2. After the transfer completes, compare the directory sizes on both instances to confirm that all data was migrated.

   On the Linode instance:

   console Copy

   $ sudo du -sh /mnt/<VOLUME_LABEL>/
   

   Output:

   501M    /mnt/sample-volume/

   On the Vultr instance:

   console Copy

   $ sudo du -sh /mnt/<VULTR_STORAGE>/
   

   Output:

   501M    /mnt/vultr-storage/

Test the Migration

While comparing directory sizes helps confirm the data transfer, using checksums offers a more reliable method to verify data integrity. In this section, you'll generate and compare checksum files on both Linode and Vultr instances.

1. Generate checksums on the Linode volume. Replace <VOLUME_LABEL> with your Linode volume label.

   console Copy

   $ sudo find /mnt/<VOLUME_LABEL>/ -type f -exec md5sum {} \; | sort -k 2 > linode_checksums.txt
   

   From the above command:

   • find /mnt/<VOLUME_LABEL>/ -type f: Locates all files in the mounted block storage.
   • -exec md5sum {} \;: Computes the MD5 checksum for each file.
   • sort -k 2 > linode_checksums.txt: Sorts the output by filename and writes it to linode_checksums.txt.
   Note

   For stronger cryptographic integrity checking, you can replace md5sum with sha256sum in both checksum generation and comparison steps. This provides enhanced protection against rare collision scenarios.

2. Transfer the checksum file to the Vultr instance. Replace <USER> and <VULTR_INSTANCE_IP> with your Vultr instance's SSH username and IP address.

   console Copy

   $ rsync -avz linode_checksums.txt <USER>@<VULTR_INSTANCE_IP>:~
   

   Enter the SSH password when prompted.

   Output:

   sending incremental file list
   linode_checksums.txt
   
   sent 228 bytes  received 35 bytes  21.04 bytes/sec
   total size is 152  speedup is 0.58

3. Generate checksums on the Vultr volume.
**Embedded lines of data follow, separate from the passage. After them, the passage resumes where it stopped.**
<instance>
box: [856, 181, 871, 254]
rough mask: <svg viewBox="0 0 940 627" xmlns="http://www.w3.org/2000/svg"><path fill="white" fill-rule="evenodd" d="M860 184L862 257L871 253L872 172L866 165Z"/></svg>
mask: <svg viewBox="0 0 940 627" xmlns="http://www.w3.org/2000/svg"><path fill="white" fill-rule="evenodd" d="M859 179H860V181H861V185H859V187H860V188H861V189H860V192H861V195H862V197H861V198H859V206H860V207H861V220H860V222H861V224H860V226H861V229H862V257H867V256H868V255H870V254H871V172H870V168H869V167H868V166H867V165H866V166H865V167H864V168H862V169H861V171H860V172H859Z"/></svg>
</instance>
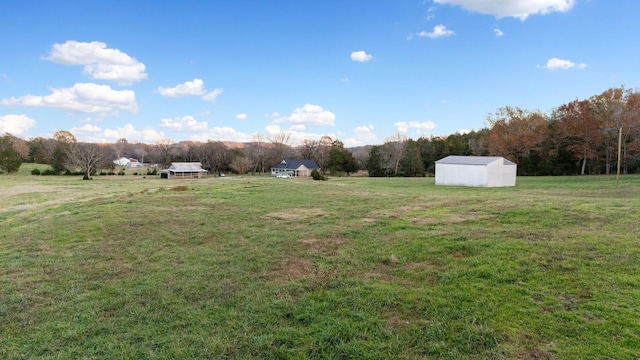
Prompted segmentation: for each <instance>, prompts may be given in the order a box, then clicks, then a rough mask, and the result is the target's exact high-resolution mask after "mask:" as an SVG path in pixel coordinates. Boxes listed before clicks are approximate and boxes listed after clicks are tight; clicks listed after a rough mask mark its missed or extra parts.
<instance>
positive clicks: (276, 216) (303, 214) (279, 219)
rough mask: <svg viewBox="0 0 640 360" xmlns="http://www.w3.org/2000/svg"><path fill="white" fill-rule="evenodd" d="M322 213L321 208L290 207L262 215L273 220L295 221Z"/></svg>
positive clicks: (316, 216)
mask: <svg viewBox="0 0 640 360" xmlns="http://www.w3.org/2000/svg"><path fill="white" fill-rule="evenodd" d="M324 215H325V212H324V211H323V210H322V209H308V208H291V209H286V210H282V211H275V212H271V213H268V214H266V215H264V217H265V218H267V219H275V220H285V221H297V220H303V219H309V218H313V217H320V216H324Z"/></svg>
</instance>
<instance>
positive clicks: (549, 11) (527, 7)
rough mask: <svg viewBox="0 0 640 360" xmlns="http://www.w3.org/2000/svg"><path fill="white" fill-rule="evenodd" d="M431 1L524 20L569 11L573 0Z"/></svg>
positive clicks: (439, 0)
mask: <svg viewBox="0 0 640 360" xmlns="http://www.w3.org/2000/svg"><path fill="white" fill-rule="evenodd" d="M433 2H435V3H438V4H449V5H454V6H456V5H457V6H461V7H462V8H464V9H466V10H469V11H473V12H478V13H481V14H489V15H494V16H496V17H498V18H503V17H514V18H518V19H520V20H525V19H526V18H527V17H528V16H529V15H534V14H543V15H544V14H548V13H551V12H555V11H557V12H565V11H569V10H571V8H572V7H573V4H574V3H575V0H433Z"/></svg>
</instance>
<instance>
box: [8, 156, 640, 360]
mask: <svg viewBox="0 0 640 360" xmlns="http://www.w3.org/2000/svg"><path fill="white" fill-rule="evenodd" d="M31 167H33V166H31ZM29 170H30V167H29V165H28V164H26V165H25V166H23V169H21V173H20V174H16V175H2V176H0V358H7V359H32V358H54V359H80V358H116V359H144V358H150V359H188V358H228V359H247V358H264V359H287V358H290V359H300V358H326V359H348V358H349V359H393V358H398V359H421V358H434V359H634V358H639V357H640V240H639V238H640V177H638V176H624V177H622V178H621V181H620V185H619V186H616V184H615V177H610V176H600V177H553V178H552V177H539V178H533V177H531V178H518V185H517V186H516V187H514V188H461V187H441V186H435V185H434V181H433V178H408V179H407V178H389V179H386V178H332V179H330V180H329V181H326V182H318V181H311V180H308V179H275V178H271V177H250V176H249V177H226V178H213V177H212V178H208V179H200V180H186V181H185V180H181V181H168V180H160V179H157V178H153V179H151V178H144V177H142V176H133V175H126V176H98V177H95V179H94V180H92V181H82V180H80V178H79V177H64V176H61V177H50V176H49V177H45V176H31V175H28V174H29Z"/></svg>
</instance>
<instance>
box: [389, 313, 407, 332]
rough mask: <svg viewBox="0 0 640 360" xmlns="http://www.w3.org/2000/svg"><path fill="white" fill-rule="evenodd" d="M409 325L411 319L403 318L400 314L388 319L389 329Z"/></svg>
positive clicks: (403, 326) (401, 328) (404, 327)
mask: <svg viewBox="0 0 640 360" xmlns="http://www.w3.org/2000/svg"><path fill="white" fill-rule="evenodd" d="M407 327H409V320H406V319H402V318H400V317H398V316H392V317H390V318H388V319H387V328H389V329H394V330H396V329H405V328H407Z"/></svg>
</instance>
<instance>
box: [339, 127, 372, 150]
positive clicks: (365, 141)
mask: <svg viewBox="0 0 640 360" xmlns="http://www.w3.org/2000/svg"><path fill="white" fill-rule="evenodd" d="M373 130H374V127H373V125H368V126H365V125H363V126H358V127H356V128H355V129H353V131H352V132H353V136H352V137H349V138H346V139H345V140H344V141H343V142H344V144H345V146H361V145H367V144H371V143H372V142H375V140H376V138H377V136H376V134H374V133H373Z"/></svg>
Replace <VULTR_STORAGE> with your Vultr block storage label.

   console Copy

   $ sudo find /mnt/<VULTR_STORAGE>/ -type f -exec md5sum {} \; | sort -k 2 > vultr_checksums.txt
   

4. Compare both checksum files.

   console Copy

   $ diff linode_checksums.txt vultr_checksums.txt
   

   If the files differ only in mount paths but not checksums, the migration was successful. For example:

   Output:

   1,2c1,2
   < a60319cd0397d5c9bcc0652f9a54c56c  /mnt/sample-volume/sample-dir/file1.txt
   < d8b61b2c0025919d5321461045c8226f  /mnt/sample-volume/sample-dir/largefile.bin
   ---
   > a60319cd0397d5c9bcc0652f9a54c56c  /mnt/vultr-storage/sample-dir/file1.txt
   > d8b61b2c0025919d5321461045c8226f  /mnt/vultr-storage/sample-dir/largefile.bin

   Note

   For stronger cryptographic integrity checking, you can replace md5sum with sha256sum in both checksum generation and comparison steps. This provides enhanced protection against rare collision scenarios.
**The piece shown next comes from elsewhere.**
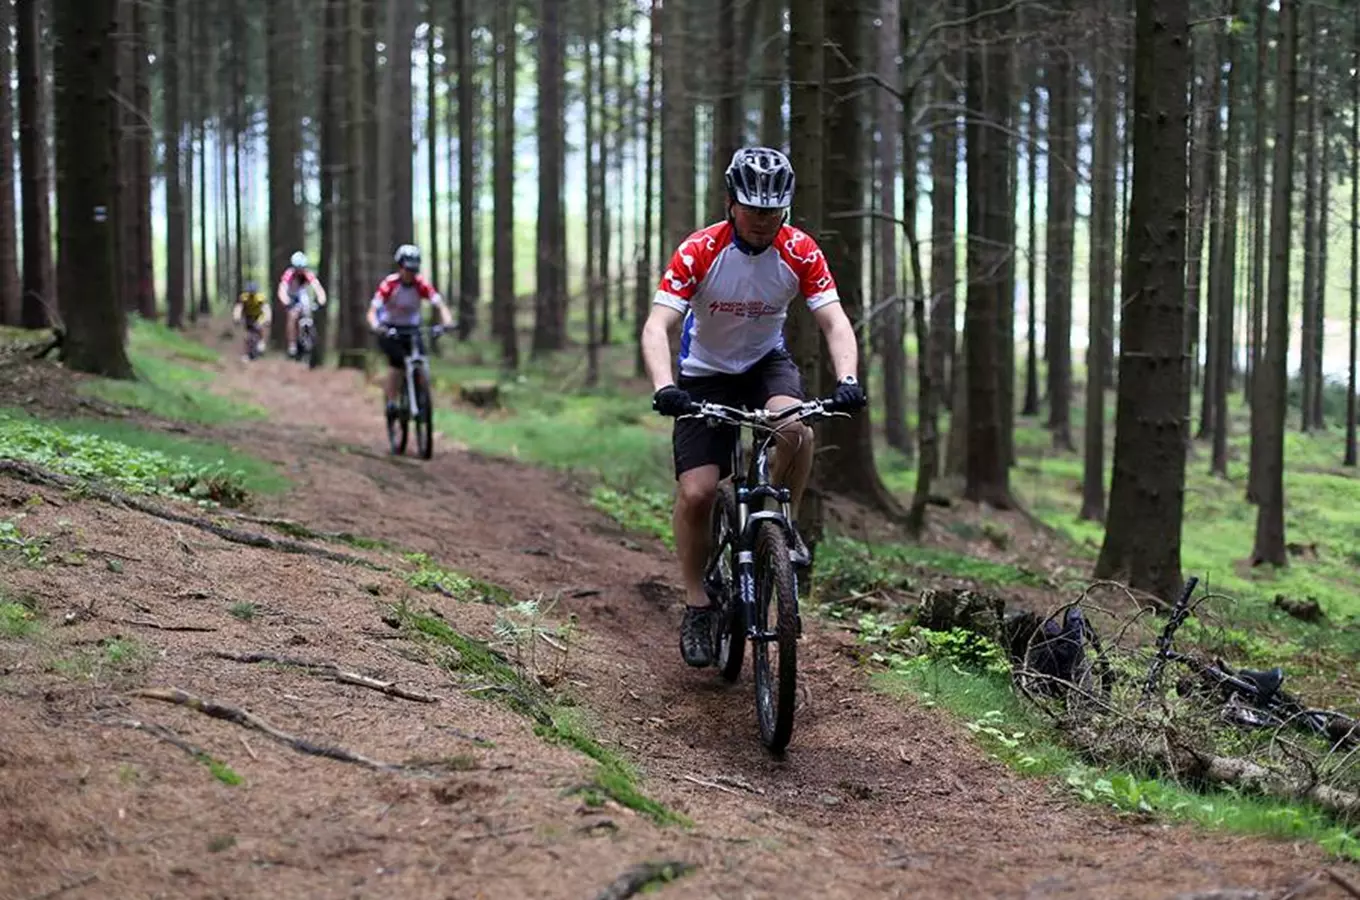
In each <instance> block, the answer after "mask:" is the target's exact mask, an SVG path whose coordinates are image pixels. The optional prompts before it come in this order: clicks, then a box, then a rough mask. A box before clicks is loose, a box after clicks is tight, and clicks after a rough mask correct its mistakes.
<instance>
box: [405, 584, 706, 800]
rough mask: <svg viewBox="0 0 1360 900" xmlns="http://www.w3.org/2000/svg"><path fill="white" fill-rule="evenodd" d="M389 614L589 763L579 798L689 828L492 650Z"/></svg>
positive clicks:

Cutover to Vultr Block Storage

Once you’ve verified that all data has been migrated successfully, follow these final steps to complete the transition to Vultr.
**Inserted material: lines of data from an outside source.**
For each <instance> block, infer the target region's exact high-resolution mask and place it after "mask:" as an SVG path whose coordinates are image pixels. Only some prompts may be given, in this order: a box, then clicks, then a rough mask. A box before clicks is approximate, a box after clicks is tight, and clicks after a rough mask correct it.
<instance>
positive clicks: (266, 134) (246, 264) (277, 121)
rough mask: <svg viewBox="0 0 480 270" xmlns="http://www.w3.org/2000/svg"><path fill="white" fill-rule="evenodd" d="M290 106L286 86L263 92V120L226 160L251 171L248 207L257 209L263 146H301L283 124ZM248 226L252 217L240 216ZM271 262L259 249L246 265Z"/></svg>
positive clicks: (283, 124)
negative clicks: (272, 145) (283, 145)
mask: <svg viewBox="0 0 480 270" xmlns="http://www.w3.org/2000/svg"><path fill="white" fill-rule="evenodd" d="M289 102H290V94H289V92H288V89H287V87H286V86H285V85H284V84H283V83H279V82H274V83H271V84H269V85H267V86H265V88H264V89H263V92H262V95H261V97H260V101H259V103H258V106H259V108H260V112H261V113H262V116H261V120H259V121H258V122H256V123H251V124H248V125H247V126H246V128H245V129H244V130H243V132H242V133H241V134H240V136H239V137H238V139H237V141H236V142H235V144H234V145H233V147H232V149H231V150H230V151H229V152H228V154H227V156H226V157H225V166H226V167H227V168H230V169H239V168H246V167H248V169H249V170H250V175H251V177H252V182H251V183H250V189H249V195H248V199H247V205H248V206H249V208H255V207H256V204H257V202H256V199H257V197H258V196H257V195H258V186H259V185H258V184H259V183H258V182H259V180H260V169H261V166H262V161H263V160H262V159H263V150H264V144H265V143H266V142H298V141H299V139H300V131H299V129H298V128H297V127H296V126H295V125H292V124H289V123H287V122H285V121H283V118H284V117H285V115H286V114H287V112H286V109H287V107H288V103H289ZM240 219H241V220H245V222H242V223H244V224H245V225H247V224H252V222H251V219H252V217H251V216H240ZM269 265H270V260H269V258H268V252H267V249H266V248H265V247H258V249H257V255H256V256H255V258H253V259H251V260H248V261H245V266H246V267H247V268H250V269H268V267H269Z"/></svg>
1. Update your DNS records to point to the public IP address of your Vultr instance.

2. Stop any applications or services still using the Linode Block Storage volume.

3. Detach the Linode volume from your Linode instance to avoid conflicts.

4. Update your application's configuration files to reference the new storage location on the Vultr instance.

5. Test your application thoroughly on the Vultr instance to ensure everything works as expected.

6. Decommission any unused Linode resources, including block storage volumes and compute instances.

Conclusion

In this guide, you migrated data from a Linode Block Storage volume to a Vultr Block Storage volume using rsync over SSH. You validated the integrity of the transfer using checksums and configured the Vultr volume for persistent access. This process enables you to take full advantage of Vultr’s fast, reliable block storage for your workloads.

For additional configuration options or advanced usage, refer to the official Vultr Block Storage documentation.